Sampaio lembrou ainda que a gratuidade do ensino não garante a permanência do aluno na universidade, e enfatizou o papel do Prounir nesse processo:

 – O jovem carente precisa de auxílio. Ele precisa de programas paralelos, e não só a bolsa de ingresso na instituição. As outras universidades têm muito a aprender com o desenvolvimento do Prounir na PUC e com a experiência da nossa instituição nessa área de apoio ao estudante.

 Luisa Nolasco Outra discussão levantada durante a conferência foi a importância do papel da Comissão Local de Acompanhamento e Controle Social do Prouni (as Colaps), que regula internamente as instituições de ensino superior, no intuito de coibir as fraudes, tanto por parte da instituição, quanto por parte dos alunos que participam do programa, muitas vezes declarando uma renda menor para obter isenção.

– Não pode haver um sistema com verba pública onde não haja regulação, fiscalização e penalização.
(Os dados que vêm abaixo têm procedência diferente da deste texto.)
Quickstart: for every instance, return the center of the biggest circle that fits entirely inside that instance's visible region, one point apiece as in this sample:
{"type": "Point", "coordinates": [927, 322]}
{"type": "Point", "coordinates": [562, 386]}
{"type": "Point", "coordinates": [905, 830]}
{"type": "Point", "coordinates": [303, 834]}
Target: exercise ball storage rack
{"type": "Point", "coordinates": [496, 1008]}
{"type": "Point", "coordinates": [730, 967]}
Dinheiro público é um bem de todos, não pode ser tratado como uma coisa qualquer – reiterou Wanderley Quêdo, da CNTE.

Edcler Tadeu dos Santos Pereira, da Educafro, enumerou os tipos de denúncia mais ouvidos por sua equipe em São Paulo. Segundo ele, existem golpes por parte de instituições de ensino superior, que aderem ao programa e não cumprem com a promessa de bolsa integral, oferecendo apenas bolsas parciais. “Não consigo distinguir a diferença entre essa prática e um crime de estelionato”, desabafou.

– As instituições privadas de ensino têm, sim, a responsabilidade social de aderir ao programa e de instituir as Colaps. Há instituições que não querem instituir esses conselhos. Mas como? Se não querem instituir Colaps, não deveriam aderir ao programa – revoltou-se Edcler Pereira – Esses conselhos são o intermediário entre os Centros Acadêmicos e o Conap, são eles que vão receber as denúncias e orientar os alunos.